Multi-omics profiling in spinal muscular atrophy (SMA): investigating lipid and metabolic alterations through longitudinal CSF analysis of Nusinersen-treated patients.

Abstract

Spinal muscular atrophy (SMA) is a rare neuromuscular disease caused by biallelic mutations in the SMN1 gene, leading to progressive muscle weakness due to degeneration of the anterior horn cells. Since 2017, SMA patients can be treated with the anti-sense oligonucleotide Nusinersen, which promotes alternative splicing of the SMN2 gene, by regular intrathecal injections. In this prospective study, we applied metabolomic, lipidomic, and proteomic analysis to examine sequential CSF samples from 13 SMA patients and controls.
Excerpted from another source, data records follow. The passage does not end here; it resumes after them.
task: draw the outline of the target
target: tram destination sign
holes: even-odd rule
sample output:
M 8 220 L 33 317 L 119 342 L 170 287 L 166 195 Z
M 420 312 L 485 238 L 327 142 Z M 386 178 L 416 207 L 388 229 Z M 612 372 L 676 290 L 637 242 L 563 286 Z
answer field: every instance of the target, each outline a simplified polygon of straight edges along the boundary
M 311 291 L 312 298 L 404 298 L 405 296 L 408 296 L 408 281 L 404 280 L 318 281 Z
This multi-omic approach identified over 800 proteins and 400 small molecules including lipids. Multivariate analysis of multi-omic data successfully discriminated between the CSF derived from SMA patients and control subjects. Lipidomic analysis revealed increased levels of cholesteryl esters and lyso-phospholipids, along with reduced levels of cholesterol and phospholipids in the CSF of SMA patients as compared to healthy controls. These data, combined with results from functional assays, led us to conclude that SMA patients exhibit altered levels and function of high-density-lipoprotein (HDL)-like particles in the CSF. Notably, Nusinersen therapy was observed to reverse disease-specific profile changes toward a physiological state, potentially explicable by restoring HDL function.